The mean age of the patients was 29.6±14.5 years (range: 1-74 years), with 239 female patients (52.5%) and 216 male patients (47.5%). Pregnant women and children <1 year of age were excluded. There were no patients with high HbA1c values in this group according to the chromatograms from the HPLC system. This study was approved by the ethics committee of the relevant institution (11.01.2023, 2022/514/241/1).
Blood Collection
Blood was collected after overnight fasting between 8:00 and 10:00 into Becton Dickinson 3-mL Vacutainer tubes containing 5.4 mg of K2EDTA (Lot 1023106; Becton, Dickinson and Company, Plymouth, UK).
Methods
Complete Blood Count (CBC) Analyses
CBC analyses were performed using the Sysmex XN 9000 system (Sysmex America, Mundelein, IL, USA). The Mentzer index was calculated by dividing the mean corpuscular value by red blood cell count [21].
High-performance Liquid Chromatography (HPLC)
HPLC analysis was performed with the Premier Resolution system (Premier Resolution, Kansas City, KS, USA) using cation exchange chromatography and spectrophotometric detection. The Hb fractions were identified according to their retention times, taking Hb-containing calibrators as reference for HbF, HbA, HbS, and HbC [13]. Screening was performed using the system’s Quick Scan assay (4 min), which measures HbF, HbA2, and HbA0 and flags abnormal peaks. In the presence of abnormal peaks, analysis was repeated with the high-resolution assay (8 min), with the system indicating abnormal hemoglobins for identification. Selected residual samples were reevaluated within 24 h using the CZE system. The adult reference ranges used in our laboratory were 97.0-99.0% for HbA, <2.0% for HbF, and 1.5%-3.5% for HbA2 as recommended by the manufacturer.
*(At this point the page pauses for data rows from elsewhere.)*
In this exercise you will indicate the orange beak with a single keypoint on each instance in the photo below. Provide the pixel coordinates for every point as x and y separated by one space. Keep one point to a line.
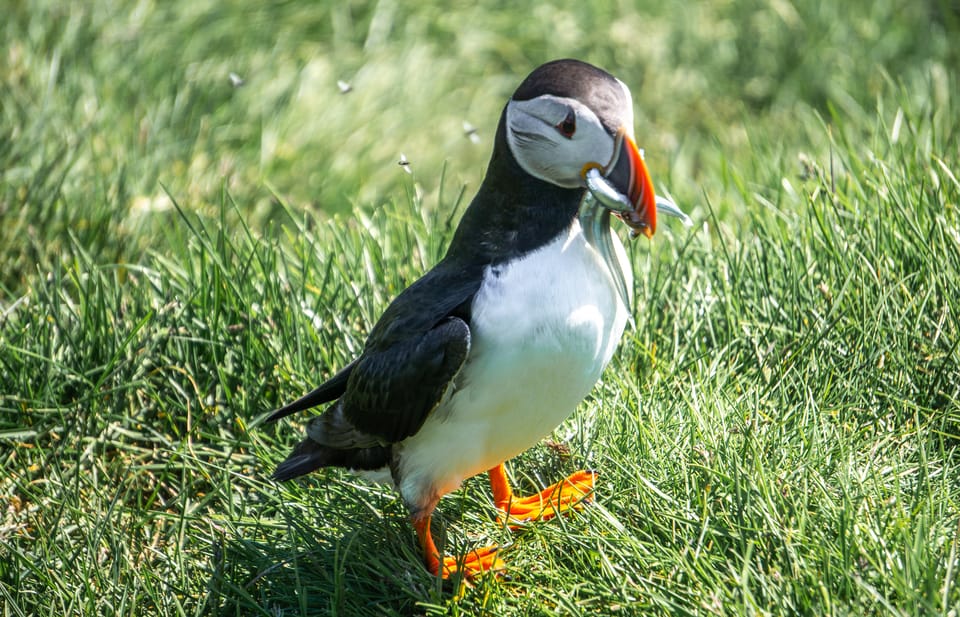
628 174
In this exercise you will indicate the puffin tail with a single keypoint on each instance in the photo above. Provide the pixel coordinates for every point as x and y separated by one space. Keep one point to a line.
309 456
306 457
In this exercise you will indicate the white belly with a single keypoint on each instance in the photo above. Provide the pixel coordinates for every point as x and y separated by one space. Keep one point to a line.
543 329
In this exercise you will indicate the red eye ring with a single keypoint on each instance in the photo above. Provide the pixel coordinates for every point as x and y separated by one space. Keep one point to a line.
568 126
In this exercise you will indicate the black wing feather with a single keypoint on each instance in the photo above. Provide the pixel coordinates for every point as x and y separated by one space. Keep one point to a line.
409 361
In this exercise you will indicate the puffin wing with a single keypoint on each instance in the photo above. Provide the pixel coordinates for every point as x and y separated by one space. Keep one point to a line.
409 360
391 391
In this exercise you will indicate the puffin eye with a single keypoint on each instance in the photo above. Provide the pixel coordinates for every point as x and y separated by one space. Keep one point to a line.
568 126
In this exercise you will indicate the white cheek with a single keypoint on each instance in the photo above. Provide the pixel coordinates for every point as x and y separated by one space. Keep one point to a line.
545 154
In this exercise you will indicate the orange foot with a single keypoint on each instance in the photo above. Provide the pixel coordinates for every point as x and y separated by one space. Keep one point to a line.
472 566
567 494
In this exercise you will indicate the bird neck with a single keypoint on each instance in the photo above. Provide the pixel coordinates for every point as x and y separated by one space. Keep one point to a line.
513 212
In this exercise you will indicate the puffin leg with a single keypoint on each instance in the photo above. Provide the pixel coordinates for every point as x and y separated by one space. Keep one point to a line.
472 565
569 493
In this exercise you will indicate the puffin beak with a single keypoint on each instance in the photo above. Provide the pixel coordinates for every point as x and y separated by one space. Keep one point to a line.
624 186
630 177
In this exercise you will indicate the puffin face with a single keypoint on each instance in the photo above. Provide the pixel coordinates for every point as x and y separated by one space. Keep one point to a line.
571 124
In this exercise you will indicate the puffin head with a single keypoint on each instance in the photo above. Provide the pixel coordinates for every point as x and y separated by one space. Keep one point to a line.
571 124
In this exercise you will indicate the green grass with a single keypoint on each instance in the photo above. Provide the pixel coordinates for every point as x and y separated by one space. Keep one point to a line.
779 435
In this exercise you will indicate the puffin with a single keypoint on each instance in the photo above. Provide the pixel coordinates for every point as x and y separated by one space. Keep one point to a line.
489 351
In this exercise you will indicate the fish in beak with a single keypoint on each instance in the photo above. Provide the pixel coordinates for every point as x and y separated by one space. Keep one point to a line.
624 188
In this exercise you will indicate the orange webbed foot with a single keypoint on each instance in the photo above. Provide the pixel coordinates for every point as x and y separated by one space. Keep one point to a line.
569 493
474 564
471 566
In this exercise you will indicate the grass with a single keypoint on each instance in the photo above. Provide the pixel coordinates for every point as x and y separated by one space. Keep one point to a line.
178 255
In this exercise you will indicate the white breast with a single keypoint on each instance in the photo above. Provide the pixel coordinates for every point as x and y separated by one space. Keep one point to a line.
543 329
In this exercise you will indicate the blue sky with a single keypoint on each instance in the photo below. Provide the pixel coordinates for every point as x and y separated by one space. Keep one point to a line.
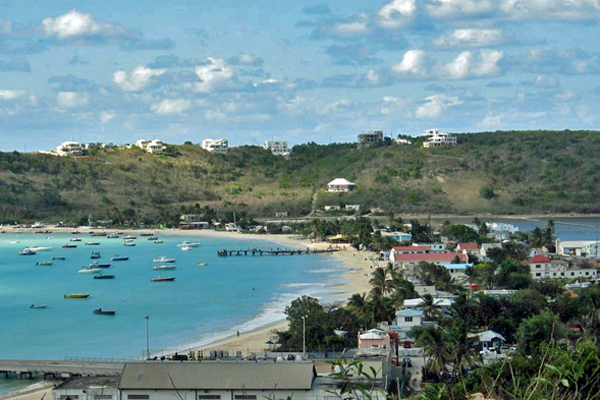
298 71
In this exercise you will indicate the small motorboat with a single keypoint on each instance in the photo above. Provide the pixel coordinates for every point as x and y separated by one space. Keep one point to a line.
102 276
44 263
188 244
166 279
38 249
89 270
164 259
165 267
104 312
27 252
77 296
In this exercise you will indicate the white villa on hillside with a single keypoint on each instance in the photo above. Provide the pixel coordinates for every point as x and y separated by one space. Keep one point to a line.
340 185
153 146
435 138
277 147
215 145
70 149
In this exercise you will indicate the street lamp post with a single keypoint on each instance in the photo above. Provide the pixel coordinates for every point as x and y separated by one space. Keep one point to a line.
304 337
147 318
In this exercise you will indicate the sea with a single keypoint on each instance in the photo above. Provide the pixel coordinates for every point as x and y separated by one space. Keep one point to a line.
202 305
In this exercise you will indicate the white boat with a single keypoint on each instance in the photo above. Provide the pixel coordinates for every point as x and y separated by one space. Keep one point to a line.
38 249
186 243
165 267
89 270
164 259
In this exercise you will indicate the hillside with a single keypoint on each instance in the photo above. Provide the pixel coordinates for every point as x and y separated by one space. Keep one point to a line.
493 172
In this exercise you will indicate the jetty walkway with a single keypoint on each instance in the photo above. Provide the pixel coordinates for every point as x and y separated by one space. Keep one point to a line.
272 252
58 368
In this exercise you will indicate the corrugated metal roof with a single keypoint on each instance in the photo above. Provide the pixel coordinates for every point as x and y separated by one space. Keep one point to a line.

Capillary Zone Electrophoresis (CZE)
CZE was performed using the SEBIA CAPILLARYS 3 OCTA system (SEBIA, Lisses, France). The Hb fractions were separated according to their electrical charges in an alkaline buffer, and the instrument recorded Hb migrations on the x-axis from 0 to 300 [19]. The migration position for each Hb was normalized relative to the standardized positions of HbA (position 150) and HbA2 (position 243). In the presence of HbA and/or HbA2, the electrophoretic profile was divided into 15 migration regions and the possible identification of an abnormal fraction was based on the migration site. In the absence of HbA, the sample was mixed at a ratio of 1:1 with a normal patient sample, and the migration positions were normalized by introducing HbA and HbA2 into the test sample [19].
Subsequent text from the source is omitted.